5 BEST Francine UNESCO paper
· provide guidelines and principles for the development of education systems, formal and non-formal, that promote the importance of the values dimension as a means of fostering humanistic and international understanding.
The main audiences for this document are:
· curriculum developers and syllabus writers
· national commissions and agencies concerned with educational development.
· school administrators
· authors and publishers of educational resources
It is hoped that these guidelines will be helpful in addressing a particularly complex and delicate intellectual and cultural area; that of values in education. There are many philosophies of education, theories of curriculum development and education systems within Europe. These guidelines therefore do not commend one particular approach to values education, in the belief that the particular circumstances of an education system, school or classroom will require that the most suitable approach is one tailored to suit these circumstances. The guidelines are designed to address all types of educational setting, formal and non-formal, and all subjects within the curriculum.
The guidelines draw, inter alia, on a number of values education projects developing in a number of European countries. Whilst these do not represent all the projects active in Europe they illustrate a wide range of approaches and positions. From them the document attempts to draw out the common threads and to clarify the essentially straightforward ideas which underpin the clarification and communication of values for the enhancement of the humanistic and international dimension of education.
It is not legitimate for international projects or organisations to suggest to individual states or education systems what the particular components of their curricula should be. The range of approaches to values education set out in the associated survey of approaches to values education in Europe6 and the bibliography of values education materials in Europe7 makes it obvious that any one set of specific content proposals would not only be impossible but would work against the importance of diversity and plurality. Nevertheless, in an interdependent world striving for peace, tolerance and compassion it is reasonable to argue that there must be certain principles that should underpin any education system that claims to be committed to the promotion of international and inter cultural understanding.

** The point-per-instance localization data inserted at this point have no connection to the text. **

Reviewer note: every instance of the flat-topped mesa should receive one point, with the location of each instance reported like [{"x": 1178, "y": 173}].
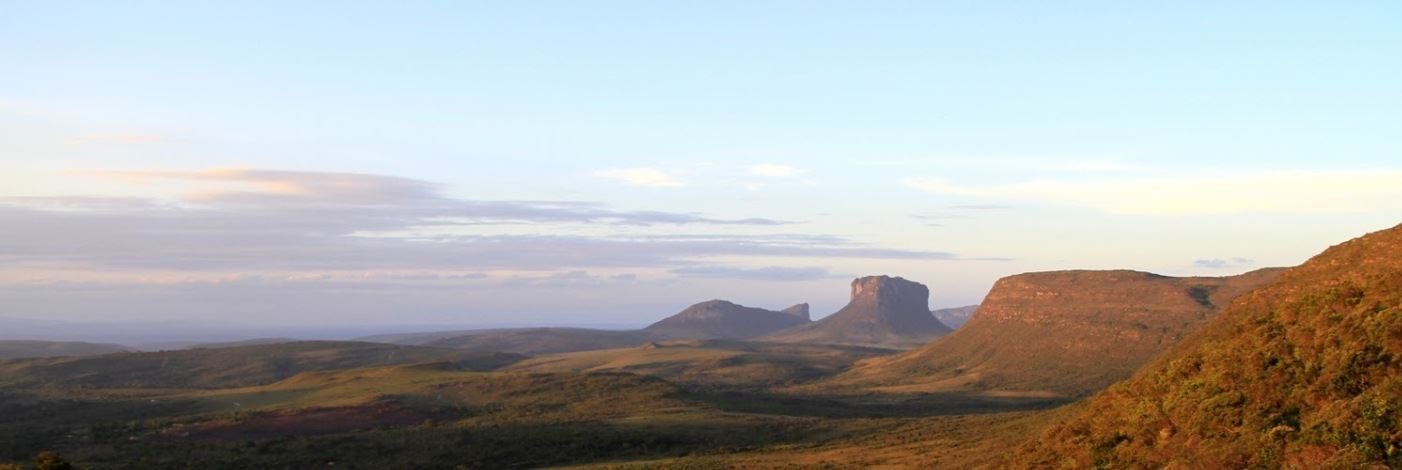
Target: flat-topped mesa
[
  {"x": 883, "y": 312},
  {"x": 892, "y": 298},
  {"x": 1066, "y": 333},
  {"x": 722, "y": 319},
  {"x": 798, "y": 310}
]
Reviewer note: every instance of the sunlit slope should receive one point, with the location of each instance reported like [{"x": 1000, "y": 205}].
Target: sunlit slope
[
  {"x": 1062, "y": 333},
  {"x": 1305, "y": 372},
  {"x": 711, "y": 362},
  {"x": 533, "y": 341}
]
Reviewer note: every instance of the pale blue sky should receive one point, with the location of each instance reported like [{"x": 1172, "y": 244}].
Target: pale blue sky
[{"x": 947, "y": 142}]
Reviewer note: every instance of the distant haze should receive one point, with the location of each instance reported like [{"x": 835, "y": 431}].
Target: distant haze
[{"x": 232, "y": 170}]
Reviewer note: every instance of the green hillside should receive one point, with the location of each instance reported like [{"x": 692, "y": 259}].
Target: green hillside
[
  {"x": 1305, "y": 373},
  {"x": 211, "y": 368}
]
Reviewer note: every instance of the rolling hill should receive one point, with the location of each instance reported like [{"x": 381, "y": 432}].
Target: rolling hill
[
  {"x": 1304, "y": 372},
  {"x": 1062, "y": 333},
  {"x": 711, "y": 362},
  {"x": 883, "y": 312},
  {"x": 725, "y": 320},
  {"x": 705, "y": 320},
  {"x": 229, "y": 366}
]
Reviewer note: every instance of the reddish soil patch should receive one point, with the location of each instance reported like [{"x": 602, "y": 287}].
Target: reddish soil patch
[{"x": 304, "y": 423}]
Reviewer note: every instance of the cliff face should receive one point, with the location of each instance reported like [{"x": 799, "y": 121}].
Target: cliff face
[
  {"x": 721, "y": 319},
  {"x": 955, "y": 317},
  {"x": 798, "y": 310},
  {"x": 1301, "y": 373},
  {"x": 1066, "y": 333},
  {"x": 882, "y": 312}
]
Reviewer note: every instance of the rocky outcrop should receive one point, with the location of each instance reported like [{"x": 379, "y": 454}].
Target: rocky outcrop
[
  {"x": 883, "y": 312},
  {"x": 955, "y": 317},
  {"x": 1066, "y": 333},
  {"x": 798, "y": 310},
  {"x": 725, "y": 320}
]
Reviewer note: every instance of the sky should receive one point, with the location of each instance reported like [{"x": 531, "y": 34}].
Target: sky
[{"x": 511, "y": 163}]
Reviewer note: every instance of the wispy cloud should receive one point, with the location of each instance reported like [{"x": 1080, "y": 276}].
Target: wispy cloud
[
  {"x": 756, "y": 274},
  {"x": 393, "y": 201},
  {"x": 642, "y": 177},
  {"x": 1277, "y": 191},
  {"x": 774, "y": 170},
  {"x": 296, "y": 220}
]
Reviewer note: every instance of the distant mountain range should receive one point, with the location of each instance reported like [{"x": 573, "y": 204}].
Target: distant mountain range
[
  {"x": 955, "y": 317},
  {"x": 883, "y": 312},
  {"x": 24, "y": 348},
  {"x": 1062, "y": 333},
  {"x": 705, "y": 320}
]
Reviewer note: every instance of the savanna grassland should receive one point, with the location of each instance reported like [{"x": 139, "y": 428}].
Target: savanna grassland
[{"x": 1277, "y": 369}]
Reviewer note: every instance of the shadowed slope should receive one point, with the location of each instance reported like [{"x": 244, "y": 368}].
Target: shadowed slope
[
  {"x": 1305, "y": 372},
  {"x": 711, "y": 362},
  {"x": 1064, "y": 333},
  {"x": 229, "y": 366},
  {"x": 883, "y": 312},
  {"x": 721, "y": 319},
  {"x": 533, "y": 341}
]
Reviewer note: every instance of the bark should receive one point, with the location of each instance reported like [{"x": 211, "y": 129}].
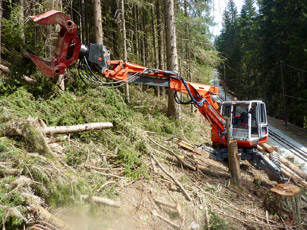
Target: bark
[
  {"x": 127, "y": 94},
  {"x": 49, "y": 218},
  {"x": 293, "y": 176},
  {"x": 1, "y": 10},
  {"x": 98, "y": 22},
  {"x": 154, "y": 35},
  {"x": 285, "y": 200},
  {"x": 76, "y": 128},
  {"x": 3, "y": 68},
  {"x": 160, "y": 31},
  {"x": 233, "y": 162},
  {"x": 160, "y": 35},
  {"x": 172, "y": 57},
  {"x": 294, "y": 168},
  {"x": 233, "y": 158},
  {"x": 102, "y": 200},
  {"x": 21, "y": 2},
  {"x": 30, "y": 130}
]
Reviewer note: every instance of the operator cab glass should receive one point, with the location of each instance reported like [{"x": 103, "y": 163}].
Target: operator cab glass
[{"x": 248, "y": 119}]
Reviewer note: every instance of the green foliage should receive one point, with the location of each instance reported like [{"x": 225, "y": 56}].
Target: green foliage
[
  {"x": 255, "y": 44},
  {"x": 12, "y": 199}
]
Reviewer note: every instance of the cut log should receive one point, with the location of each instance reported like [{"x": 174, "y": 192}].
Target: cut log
[
  {"x": 267, "y": 147},
  {"x": 260, "y": 148},
  {"x": 294, "y": 177},
  {"x": 28, "y": 79},
  {"x": 49, "y": 218},
  {"x": 77, "y": 128},
  {"x": 284, "y": 200},
  {"x": 101, "y": 200},
  {"x": 294, "y": 168},
  {"x": 191, "y": 147}
]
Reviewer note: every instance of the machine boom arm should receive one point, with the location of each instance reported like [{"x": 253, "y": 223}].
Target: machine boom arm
[{"x": 69, "y": 49}]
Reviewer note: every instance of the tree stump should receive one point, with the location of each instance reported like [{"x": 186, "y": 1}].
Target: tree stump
[{"x": 284, "y": 200}]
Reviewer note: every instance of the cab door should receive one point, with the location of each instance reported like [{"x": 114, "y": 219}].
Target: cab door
[{"x": 263, "y": 121}]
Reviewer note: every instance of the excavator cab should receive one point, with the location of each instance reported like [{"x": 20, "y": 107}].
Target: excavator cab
[{"x": 248, "y": 121}]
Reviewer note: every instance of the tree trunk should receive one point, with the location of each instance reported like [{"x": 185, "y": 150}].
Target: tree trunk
[
  {"x": 136, "y": 31},
  {"x": 0, "y": 27},
  {"x": 187, "y": 49},
  {"x": 172, "y": 57},
  {"x": 127, "y": 94},
  {"x": 154, "y": 35},
  {"x": 284, "y": 200},
  {"x": 233, "y": 158},
  {"x": 98, "y": 22},
  {"x": 22, "y": 19},
  {"x": 160, "y": 39}
]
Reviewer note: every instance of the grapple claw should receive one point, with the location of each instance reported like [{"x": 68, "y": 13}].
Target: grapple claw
[{"x": 67, "y": 48}]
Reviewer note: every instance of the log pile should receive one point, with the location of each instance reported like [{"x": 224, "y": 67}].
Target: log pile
[{"x": 289, "y": 170}]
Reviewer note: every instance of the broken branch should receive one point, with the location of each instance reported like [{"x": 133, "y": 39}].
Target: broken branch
[
  {"x": 77, "y": 128},
  {"x": 172, "y": 177}
]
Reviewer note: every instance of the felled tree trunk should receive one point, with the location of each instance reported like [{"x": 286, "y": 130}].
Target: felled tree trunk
[
  {"x": 30, "y": 129},
  {"x": 284, "y": 200}
]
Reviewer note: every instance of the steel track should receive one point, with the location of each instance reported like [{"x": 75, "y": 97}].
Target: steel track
[{"x": 285, "y": 143}]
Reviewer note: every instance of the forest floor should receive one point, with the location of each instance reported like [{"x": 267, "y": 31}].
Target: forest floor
[{"x": 119, "y": 164}]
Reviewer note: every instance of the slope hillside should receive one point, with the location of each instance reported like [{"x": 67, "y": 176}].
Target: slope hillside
[{"x": 133, "y": 176}]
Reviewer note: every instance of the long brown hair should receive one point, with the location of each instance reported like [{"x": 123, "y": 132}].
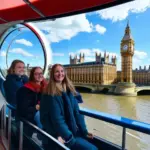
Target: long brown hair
[
  {"x": 53, "y": 87},
  {"x": 13, "y": 65},
  {"x": 31, "y": 77}
]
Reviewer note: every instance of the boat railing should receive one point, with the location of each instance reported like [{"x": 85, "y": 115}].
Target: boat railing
[
  {"x": 22, "y": 122},
  {"x": 125, "y": 123}
]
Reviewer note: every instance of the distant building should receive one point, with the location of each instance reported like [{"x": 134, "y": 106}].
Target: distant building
[
  {"x": 100, "y": 71},
  {"x": 103, "y": 72}
]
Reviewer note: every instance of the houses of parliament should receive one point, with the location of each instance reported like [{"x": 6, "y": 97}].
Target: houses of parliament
[{"x": 102, "y": 71}]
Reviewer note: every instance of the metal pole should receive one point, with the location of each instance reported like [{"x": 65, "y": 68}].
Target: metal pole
[
  {"x": 9, "y": 130},
  {"x": 123, "y": 138},
  {"x": 10, "y": 46},
  {"x": 4, "y": 113},
  {"x": 20, "y": 135}
]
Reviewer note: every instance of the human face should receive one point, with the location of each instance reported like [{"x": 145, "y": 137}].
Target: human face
[
  {"x": 38, "y": 75},
  {"x": 19, "y": 69},
  {"x": 59, "y": 74}
]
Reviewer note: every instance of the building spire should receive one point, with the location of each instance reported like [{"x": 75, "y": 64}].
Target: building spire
[{"x": 127, "y": 35}]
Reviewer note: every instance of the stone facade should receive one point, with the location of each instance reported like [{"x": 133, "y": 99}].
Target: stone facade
[{"x": 100, "y": 72}]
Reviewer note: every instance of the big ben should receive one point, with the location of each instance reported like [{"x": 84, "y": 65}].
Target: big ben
[{"x": 127, "y": 52}]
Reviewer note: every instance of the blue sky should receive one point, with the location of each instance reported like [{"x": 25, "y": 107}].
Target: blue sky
[{"x": 87, "y": 33}]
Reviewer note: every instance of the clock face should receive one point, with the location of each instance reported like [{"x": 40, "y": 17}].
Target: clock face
[{"x": 125, "y": 47}]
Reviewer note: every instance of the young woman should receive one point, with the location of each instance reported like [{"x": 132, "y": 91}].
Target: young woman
[
  {"x": 60, "y": 112},
  {"x": 28, "y": 96},
  {"x": 15, "y": 79}
]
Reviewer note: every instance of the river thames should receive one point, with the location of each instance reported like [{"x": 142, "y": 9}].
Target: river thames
[{"x": 137, "y": 108}]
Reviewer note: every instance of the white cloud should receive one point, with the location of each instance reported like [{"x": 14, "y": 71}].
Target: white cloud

6 TAYLOR, Monica - Values Education in Europe - A Survey. CIDREE 1994
7 TAYLOR, Monica - Values Education in Europe: A Select Annotated Bibliography of Published Work in 27 Countries 1985-1992. CIDREE 1994
Therefore, it is on this basis that these guidelines commend not a particular set of values but rather a set of underlying principles, qualities and key ideas which the authors believe should inform and enhance any education system intent on developing the humanistic and international dimension of education.